A potential takeover of Supervalu’s board of directors is set for Aug. 16, when shareholders will vote for new board members at Supervalu’s annual meeting.

Activist investor Blackwells Capital has been campaigning for changes at Supervalu since October. It has submitted six candidates for the nine-seat Supervalu board of directors. Three of the candidates have retail grocery or food distribution leadership experience.

Supervalu asserts that it has been taking steps to turn the business around, including the December 2016 sale of Save-A-Lot, the rapid growth of the wholesale segment of the company, the divestiture of retail operations, and the sale and leaseback of distribution centers to free up capital for new initiatives like online grocery.

Supervalu also contended in a letter to shareholders July 9 that Blackwells Capital has overstated its stake in the company.

“Any claim Blackwells could make to act on behalf of Supervalu’s stockholders is belied by the fact that, through short sales of call options and the purchase of put options, Blackwells’ exposure to the company is substantially less than it represents,” Supervalu chairman Donald Chappel and president and CEO Mark Gross wrote the letter. “In fact, while Blackwells claims that it has a 7.7% ownership interest in Supervalu, analysis of the detailed information it has provided in its filings shows that, taking into account its various options contracts, Blackwells’ exposure to the Company’s shares is materially lower than 7.7%.”

Supervalu states that Blackwells Capital owns 5.3% of the company outright.
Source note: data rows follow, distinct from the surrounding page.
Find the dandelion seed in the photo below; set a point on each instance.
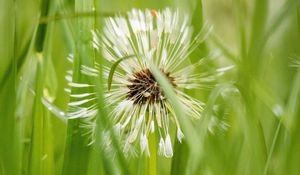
(139, 105)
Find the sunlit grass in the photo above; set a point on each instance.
(250, 124)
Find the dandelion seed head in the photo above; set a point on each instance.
(139, 105)
(144, 88)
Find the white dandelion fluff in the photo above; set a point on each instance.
(139, 106)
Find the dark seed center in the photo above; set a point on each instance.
(144, 88)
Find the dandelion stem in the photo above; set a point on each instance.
(152, 161)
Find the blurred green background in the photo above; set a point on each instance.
(251, 121)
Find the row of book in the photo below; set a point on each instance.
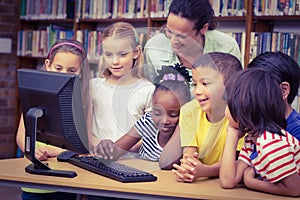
(276, 7)
(229, 7)
(275, 41)
(37, 43)
(47, 9)
(91, 41)
(103, 9)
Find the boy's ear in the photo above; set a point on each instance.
(137, 52)
(285, 89)
(204, 29)
(47, 64)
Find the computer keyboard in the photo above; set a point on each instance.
(111, 169)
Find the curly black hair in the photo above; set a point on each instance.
(175, 70)
(175, 79)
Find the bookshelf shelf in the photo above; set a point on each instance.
(79, 18)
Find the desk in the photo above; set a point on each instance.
(12, 173)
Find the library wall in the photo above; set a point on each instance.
(9, 19)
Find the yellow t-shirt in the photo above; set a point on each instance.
(197, 131)
(32, 190)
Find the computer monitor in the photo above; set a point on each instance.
(53, 113)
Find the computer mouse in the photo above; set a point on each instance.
(66, 155)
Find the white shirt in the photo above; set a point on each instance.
(117, 107)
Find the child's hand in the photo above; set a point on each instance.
(41, 153)
(249, 174)
(105, 148)
(236, 132)
(189, 169)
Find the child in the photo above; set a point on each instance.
(256, 108)
(121, 95)
(156, 127)
(288, 71)
(66, 56)
(202, 121)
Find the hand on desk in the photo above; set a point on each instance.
(190, 169)
(43, 152)
(106, 149)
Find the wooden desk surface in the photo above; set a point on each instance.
(12, 173)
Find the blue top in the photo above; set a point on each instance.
(293, 124)
(150, 148)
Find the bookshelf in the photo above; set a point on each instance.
(90, 16)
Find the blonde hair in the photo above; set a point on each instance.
(121, 30)
(75, 47)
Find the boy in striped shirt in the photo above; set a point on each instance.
(270, 159)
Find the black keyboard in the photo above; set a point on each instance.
(111, 169)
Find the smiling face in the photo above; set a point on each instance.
(165, 111)
(184, 39)
(64, 62)
(119, 56)
(208, 91)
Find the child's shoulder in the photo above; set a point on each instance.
(144, 83)
(192, 105)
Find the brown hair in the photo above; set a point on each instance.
(123, 30)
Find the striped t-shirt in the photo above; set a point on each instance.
(150, 148)
(274, 157)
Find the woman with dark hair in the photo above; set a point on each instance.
(270, 158)
(189, 33)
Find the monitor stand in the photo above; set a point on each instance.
(37, 167)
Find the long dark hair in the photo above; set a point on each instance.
(283, 66)
(255, 101)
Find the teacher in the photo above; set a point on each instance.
(189, 33)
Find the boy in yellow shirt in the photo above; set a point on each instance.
(202, 123)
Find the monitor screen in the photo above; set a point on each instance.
(52, 108)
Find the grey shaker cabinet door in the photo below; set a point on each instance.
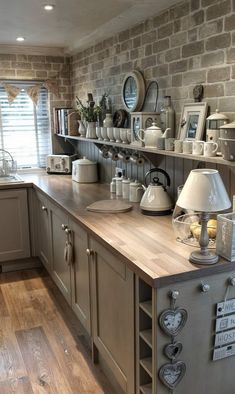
(80, 275)
(14, 232)
(43, 230)
(113, 314)
(61, 270)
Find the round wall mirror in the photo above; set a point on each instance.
(133, 91)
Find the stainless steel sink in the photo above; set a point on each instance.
(11, 179)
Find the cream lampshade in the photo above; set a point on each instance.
(204, 192)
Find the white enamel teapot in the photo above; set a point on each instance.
(151, 134)
(156, 200)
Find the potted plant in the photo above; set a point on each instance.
(89, 114)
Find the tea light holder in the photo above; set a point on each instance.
(204, 192)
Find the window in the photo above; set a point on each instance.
(24, 127)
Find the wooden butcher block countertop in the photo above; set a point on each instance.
(146, 244)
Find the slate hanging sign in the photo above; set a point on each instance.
(224, 352)
(225, 323)
(224, 345)
(224, 308)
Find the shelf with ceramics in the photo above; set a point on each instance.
(138, 147)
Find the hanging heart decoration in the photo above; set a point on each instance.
(171, 374)
(172, 321)
(173, 350)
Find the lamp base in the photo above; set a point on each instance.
(197, 257)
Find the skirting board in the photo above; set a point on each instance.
(21, 264)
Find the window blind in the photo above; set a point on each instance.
(25, 128)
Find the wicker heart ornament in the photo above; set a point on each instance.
(173, 350)
(173, 320)
(171, 374)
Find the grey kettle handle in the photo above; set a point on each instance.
(162, 172)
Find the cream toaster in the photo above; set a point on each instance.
(60, 164)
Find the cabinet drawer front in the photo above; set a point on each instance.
(115, 264)
(14, 236)
(60, 269)
(113, 314)
(80, 275)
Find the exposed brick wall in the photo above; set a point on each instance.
(38, 67)
(190, 43)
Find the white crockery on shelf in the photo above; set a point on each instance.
(178, 146)
(104, 133)
(123, 136)
(198, 147)
(187, 147)
(110, 134)
(116, 134)
(210, 148)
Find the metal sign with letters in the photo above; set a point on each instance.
(224, 338)
(223, 352)
(225, 323)
(224, 308)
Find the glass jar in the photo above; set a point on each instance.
(167, 116)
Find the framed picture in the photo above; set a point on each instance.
(192, 121)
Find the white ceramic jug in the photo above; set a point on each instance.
(151, 134)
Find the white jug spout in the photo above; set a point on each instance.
(139, 135)
(166, 133)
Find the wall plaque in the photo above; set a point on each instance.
(224, 308)
(223, 352)
(225, 338)
(225, 323)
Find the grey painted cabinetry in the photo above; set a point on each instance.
(98, 286)
(42, 212)
(14, 233)
(113, 314)
(61, 269)
(61, 247)
(80, 278)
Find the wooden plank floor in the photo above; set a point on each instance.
(42, 345)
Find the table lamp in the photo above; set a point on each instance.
(204, 192)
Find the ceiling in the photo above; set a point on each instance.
(73, 24)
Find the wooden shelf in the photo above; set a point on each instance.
(146, 389)
(214, 160)
(146, 306)
(146, 335)
(146, 363)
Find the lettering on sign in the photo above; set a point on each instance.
(223, 352)
(225, 338)
(224, 308)
(225, 323)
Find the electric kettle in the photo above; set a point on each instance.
(156, 201)
(151, 134)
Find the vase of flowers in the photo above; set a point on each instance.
(90, 114)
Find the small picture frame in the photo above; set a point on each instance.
(192, 121)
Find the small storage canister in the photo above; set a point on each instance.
(125, 188)
(136, 191)
(113, 185)
(84, 171)
(119, 186)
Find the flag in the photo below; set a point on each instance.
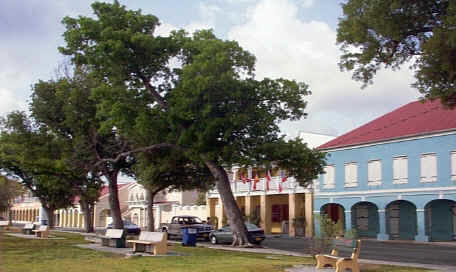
(255, 181)
(283, 178)
(243, 178)
(268, 180)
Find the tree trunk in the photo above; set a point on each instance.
(10, 216)
(232, 210)
(87, 209)
(150, 211)
(50, 215)
(114, 205)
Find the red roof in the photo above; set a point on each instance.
(415, 118)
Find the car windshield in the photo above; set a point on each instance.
(192, 220)
(249, 226)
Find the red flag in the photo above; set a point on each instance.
(283, 178)
(243, 178)
(268, 180)
(255, 181)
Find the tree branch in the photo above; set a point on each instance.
(157, 97)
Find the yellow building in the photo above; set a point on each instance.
(278, 203)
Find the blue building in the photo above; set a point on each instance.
(394, 177)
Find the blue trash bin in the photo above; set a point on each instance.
(189, 236)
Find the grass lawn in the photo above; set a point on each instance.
(31, 255)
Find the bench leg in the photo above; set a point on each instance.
(342, 265)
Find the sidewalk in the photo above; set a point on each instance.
(307, 268)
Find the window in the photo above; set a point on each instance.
(374, 172)
(453, 165)
(328, 177)
(428, 168)
(351, 174)
(400, 170)
(279, 213)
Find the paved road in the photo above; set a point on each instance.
(392, 251)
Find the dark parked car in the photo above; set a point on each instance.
(174, 229)
(225, 235)
(129, 227)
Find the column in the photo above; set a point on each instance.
(157, 219)
(382, 235)
(60, 218)
(308, 213)
(77, 219)
(220, 213)
(65, 224)
(421, 236)
(71, 218)
(265, 213)
(248, 205)
(139, 217)
(348, 225)
(95, 216)
(292, 214)
(317, 223)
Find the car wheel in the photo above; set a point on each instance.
(213, 240)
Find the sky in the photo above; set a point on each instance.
(293, 39)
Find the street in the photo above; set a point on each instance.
(394, 251)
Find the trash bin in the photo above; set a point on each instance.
(119, 243)
(189, 236)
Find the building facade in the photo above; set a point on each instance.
(395, 177)
(278, 204)
(166, 204)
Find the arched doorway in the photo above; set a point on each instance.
(365, 219)
(440, 218)
(104, 218)
(401, 220)
(135, 219)
(336, 214)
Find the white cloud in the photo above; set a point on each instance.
(306, 3)
(288, 46)
(9, 102)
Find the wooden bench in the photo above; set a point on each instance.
(151, 242)
(42, 231)
(336, 258)
(28, 228)
(113, 238)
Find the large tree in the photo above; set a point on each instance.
(9, 190)
(209, 106)
(389, 33)
(66, 106)
(31, 154)
(171, 170)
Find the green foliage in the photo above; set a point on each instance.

Blackwells Capital disputes that characterization and will be voting at 7.7%, spokesman Jeffrey Mathews told The Packer.

The company has urged shareholders to vote for all nine current board members and cautioned against voting for Blackwells Capital candidates.

“We believe that there is significant risk to the important progress the company is making in executing its ongoing strategic plan by supporting Blackwells and its proposal to replace the majority of your board,” Chappel and Gross wrote.

Blackwells Capital, which has listed a sale of Supervalu as one of the avenues it wants to explore, urged the opposite approach in a July 2 letter to shareholders.

Managing partner Jason Aintabi took credit for the resurgence of the Supervalu stock price and disparaged the current leadership.

“In February 2018, we released a detailed strategic plan for the company,” Aintabi wrote in the letter. “While the mere prospect of our value-creating plan being implemented has led the stock to rally by more than 40%, we do not believe it is wise to entrust the future of Supervalu to the same individuals who have failed for so long to create long-term shareholder value. This board has, in our view, repeatedly shown that they lack any measure of agility, expertise or independence.”